[ad_1]
Text description provided by the architect. The project “Meyer Anker” was an effort to design a country home for a family of six brothers, an extension of the old house their mother had built 35 years earlier. It was developed in a rural setting with a cluster of crude, detached tin-roofed huts. The central challenge of the design was to create a new space that had to blend in with its surroundings, bringing a sense of integrity that complemented the existing built form, maintaining its pride and the true culture of this residence.
The form of the new building began to evolve by organizing the spaces around courtyards. The layering of formal, semi-formal and private spaces around the courts ensures free-flowing connections through balconies and corridors, integrating with nature but still maintaining appropriate control and privacy for each space.
Your visual journey always finds smooth transitions from one space to another, from outdoors to indoors, indoors to semi-outdoor, semi-outdoor to open terrace, and then merges into the lush green garden, stepping into the old courtyard to combine them A strong dialogue is created between the spaces stitched together, ensuring optimal visual alliance.
Priority was given to natural surroundings that ensured natural light and natural ventilation. Projecting roofs, deeply pitched roof extensions and corridors around the pitch help protect the interior from direct solar heat and from heavy rain. Optimum aperture and its maximum exposure control provide ample options for interior environments depending on climatic conditions.
The building is designed as a RCC frame structure with columns resting on independent foundations. The pitched roof is made from MS hollow box trusses and purlins to hold the clay roof tiles on top of it. Most concrete surfaces maintain a cast appearance without the need for any finishing materials. Almost all vertical walls are made of exposed masonry without any plaster. Most of the floor finishes are locally sourced matte tiles, with the exception of ceramic pavers used in the driveway. Sliding windows, folding windows and casement windows are made of aluminum profiles and filled with tempered glass of different thicknesses according to size. All doors exposed to the outside environment are made of teak, the rest are ordinary swing doors.

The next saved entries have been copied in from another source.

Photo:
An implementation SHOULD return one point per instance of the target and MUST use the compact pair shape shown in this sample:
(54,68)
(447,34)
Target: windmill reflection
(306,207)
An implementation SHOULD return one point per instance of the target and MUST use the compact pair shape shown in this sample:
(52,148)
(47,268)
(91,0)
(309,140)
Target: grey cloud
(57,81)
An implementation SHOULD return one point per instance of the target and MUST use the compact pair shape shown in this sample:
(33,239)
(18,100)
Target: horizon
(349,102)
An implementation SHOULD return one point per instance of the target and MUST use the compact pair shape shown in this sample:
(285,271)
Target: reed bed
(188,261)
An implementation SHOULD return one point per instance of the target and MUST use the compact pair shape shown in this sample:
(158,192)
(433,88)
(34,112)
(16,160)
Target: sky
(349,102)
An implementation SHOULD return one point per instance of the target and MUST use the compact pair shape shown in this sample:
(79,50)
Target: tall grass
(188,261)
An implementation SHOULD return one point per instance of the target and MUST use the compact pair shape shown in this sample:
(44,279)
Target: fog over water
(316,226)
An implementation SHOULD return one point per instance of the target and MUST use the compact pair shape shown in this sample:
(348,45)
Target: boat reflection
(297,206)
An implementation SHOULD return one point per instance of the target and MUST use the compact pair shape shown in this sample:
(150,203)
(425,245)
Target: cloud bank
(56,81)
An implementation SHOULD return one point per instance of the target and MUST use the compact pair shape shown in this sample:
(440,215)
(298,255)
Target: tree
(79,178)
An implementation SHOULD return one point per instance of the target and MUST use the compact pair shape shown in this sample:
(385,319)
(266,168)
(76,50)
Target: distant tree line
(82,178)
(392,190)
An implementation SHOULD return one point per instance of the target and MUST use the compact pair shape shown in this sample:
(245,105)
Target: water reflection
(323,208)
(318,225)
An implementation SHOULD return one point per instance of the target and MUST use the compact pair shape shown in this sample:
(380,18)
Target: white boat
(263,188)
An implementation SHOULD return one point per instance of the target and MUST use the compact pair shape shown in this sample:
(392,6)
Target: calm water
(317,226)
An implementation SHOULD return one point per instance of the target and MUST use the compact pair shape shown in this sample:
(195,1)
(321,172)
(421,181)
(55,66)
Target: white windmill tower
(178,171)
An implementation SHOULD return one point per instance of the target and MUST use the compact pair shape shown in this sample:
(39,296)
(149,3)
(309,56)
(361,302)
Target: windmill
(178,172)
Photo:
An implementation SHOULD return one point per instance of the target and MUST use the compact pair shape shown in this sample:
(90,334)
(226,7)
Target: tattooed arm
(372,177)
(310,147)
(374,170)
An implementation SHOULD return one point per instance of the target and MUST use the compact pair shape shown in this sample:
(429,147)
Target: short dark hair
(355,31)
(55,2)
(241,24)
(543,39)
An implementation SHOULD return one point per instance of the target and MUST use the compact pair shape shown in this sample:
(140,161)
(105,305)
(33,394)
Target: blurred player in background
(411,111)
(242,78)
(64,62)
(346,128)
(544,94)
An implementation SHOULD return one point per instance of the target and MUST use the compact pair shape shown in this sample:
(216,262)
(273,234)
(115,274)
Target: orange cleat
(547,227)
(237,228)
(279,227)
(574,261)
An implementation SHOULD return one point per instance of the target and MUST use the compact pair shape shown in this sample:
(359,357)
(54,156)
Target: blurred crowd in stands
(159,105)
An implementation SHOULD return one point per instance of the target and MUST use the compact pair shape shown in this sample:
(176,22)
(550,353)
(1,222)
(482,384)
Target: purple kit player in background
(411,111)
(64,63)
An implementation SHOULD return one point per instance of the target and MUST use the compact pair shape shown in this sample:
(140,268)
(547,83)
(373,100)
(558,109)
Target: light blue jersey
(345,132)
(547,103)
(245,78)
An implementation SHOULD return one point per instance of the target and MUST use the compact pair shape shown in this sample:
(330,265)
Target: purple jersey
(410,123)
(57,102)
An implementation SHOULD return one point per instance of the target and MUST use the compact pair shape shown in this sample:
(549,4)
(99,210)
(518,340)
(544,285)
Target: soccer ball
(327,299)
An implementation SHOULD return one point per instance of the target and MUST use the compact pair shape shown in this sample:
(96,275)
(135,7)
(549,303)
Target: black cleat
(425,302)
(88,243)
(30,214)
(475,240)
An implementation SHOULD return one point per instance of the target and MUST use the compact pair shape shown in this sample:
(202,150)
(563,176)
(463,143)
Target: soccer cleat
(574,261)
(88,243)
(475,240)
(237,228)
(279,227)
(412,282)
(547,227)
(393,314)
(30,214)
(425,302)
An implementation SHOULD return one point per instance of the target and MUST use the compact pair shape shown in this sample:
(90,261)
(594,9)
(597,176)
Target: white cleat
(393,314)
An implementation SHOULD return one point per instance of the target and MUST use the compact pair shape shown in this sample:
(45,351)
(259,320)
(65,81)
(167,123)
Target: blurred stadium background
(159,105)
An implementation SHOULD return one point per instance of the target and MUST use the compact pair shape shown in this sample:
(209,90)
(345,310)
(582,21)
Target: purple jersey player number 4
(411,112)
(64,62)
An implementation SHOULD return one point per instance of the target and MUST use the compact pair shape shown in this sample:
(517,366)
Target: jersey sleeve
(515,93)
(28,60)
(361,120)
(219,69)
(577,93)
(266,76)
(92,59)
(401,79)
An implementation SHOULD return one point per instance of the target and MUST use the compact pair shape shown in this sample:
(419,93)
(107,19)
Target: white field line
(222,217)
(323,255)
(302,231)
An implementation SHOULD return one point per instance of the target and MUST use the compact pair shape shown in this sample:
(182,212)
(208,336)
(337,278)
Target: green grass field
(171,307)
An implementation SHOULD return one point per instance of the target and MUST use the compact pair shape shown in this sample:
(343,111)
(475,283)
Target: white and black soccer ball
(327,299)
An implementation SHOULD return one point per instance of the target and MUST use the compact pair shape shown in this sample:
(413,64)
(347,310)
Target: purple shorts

The old house bears witness to numerous memories of social events and festivals, with social gatherings and interactions among family members often spilling over into informal gatherings in courtyards, balconies and under the shade of trees. The same spirit plays a key role in organizing semi-open outdoor seating, wide steps descending into the landscape, open sky terraces and semi-open pavilions that, in addition to formal spaces, can host wider views Same family gatherings. . All of these spaces are furnished with custom-designed furniture, many of which are inspired by old pieces the family has used at different stages of their lives.